Instead of following the masses about what is good or bad, i came up with a list to show you how you can relate your guitar with an equalisation.

---------------------------------------------------
20-55hz -- Rare to use, but who knows?
---------------------------------------------------
55-100hz -- The body of the bass. Can be your best friend or worst enemy.
---------------------------------------------------
100-150hz -- The lowest that a 6-string can reach.
---------------------------------------------------
150-250hz -- It can cause noise, but it also gives you a thick sound.
---------------------------------------------------
250-350hz -- Can work, but it's kinda muddy.
---------------------------------------------------
340-650hz -- Where the mids of the guitar fit in. Very important.
---------------------------------------------------
700-900hz -- It's the butter of the guitar. Nothing spectacular, just mids.
---------------------------------------------------
900-1.7khz -- The most rocking area. It can hurt, if necessary.
---------------------------------------------------
1.7k-2.2khz -- Here is where your right choice begins.
---------------------------------------------------
2.2k-3.1khz -- More attack, a little more presence.
---------------------------------------------------
3.2k-4.2khz -- Even more attack and presence, the treble that stands out.
---------------------------------------------------
4.3k-7khz -- Where distortion begins to fry and your clean timbre stands out.
---------------------------------------------------
7k-9khz -- The end of the timbre. Choose careful to avoid problems.
---------------------------------------------------
9k-15khz -- Where the air starts and sometimes the noise grows. Dangerous.
---------------------------------------------------
15k-25khz -- Never say never. Or maybe...?
---------------------------------------------------"


So guys, this is the piece of the article i wanted to share with you. The main help it gave to me was to put some use in the eq of my pod, which i never got a good use from. 
Although i still don't know exactly how the eq works in a deep level, and how to make the total most of it, this article helped me start messing around with it with some little knowledge.
Personally i'd recomend messing with the 1.7k-2.2khz and the 2.2k-3.1khz. 
The first really helps to define your notes better when you're using a lot of distortion, and the second gives your pick more attack, which on the pod some amps lack it.


----------



## SomeChump (Apr 12, 2010)

This is a very good guide, especially to a beginner to recording.

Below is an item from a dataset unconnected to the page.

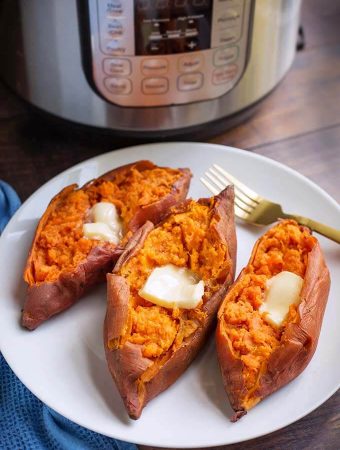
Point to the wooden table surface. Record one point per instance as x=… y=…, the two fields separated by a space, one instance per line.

Would I be out of line to suggest a sticky? Very nice man.


----------



## DespoticOrder (Mar 6, 2011)

Woah hey! Can you link me to this whole guide?? I think its the one I've been looking for. I had it saved, but i had to reformat... I've been searching for hours to find it again, but I can't remember the name of it or the guy that made it! Thanks if you can help!


----------



## TimSE (Mar 6, 2011)

very much worthy of a sticky i think  its totally getting a bookmark for me even as a handy ref point


----------



## AlucardXIX (Mar 6, 2011)

Excellent! Should definitely help people who are new.


----------



## danieluber1337 (Mar 6, 2011)

Slipperman's Recording Distorted Guitars From Hell

There's the article. It's really informative.. and a hilarious read, this dude is passionate xD


----------



## KingAenarion (Mar 7, 2011)

It's already a sticky.... Slippermans guide is stickied above...


----------



## tr0n (Mar 7, 2011)

The OP wasn't actually quoting from Slipperman's guide. It looks like it is and I thought it was too but look and you'll see it's not.


----------



## Despised_0515 (Mar 7, 2011)

Now if only I could get one of these cheat sheets for metal drum mixing...


----------



## Gemmeadia (Mar 8, 2011)

Nice post! I just EQ to what sounds good and it works for me


----------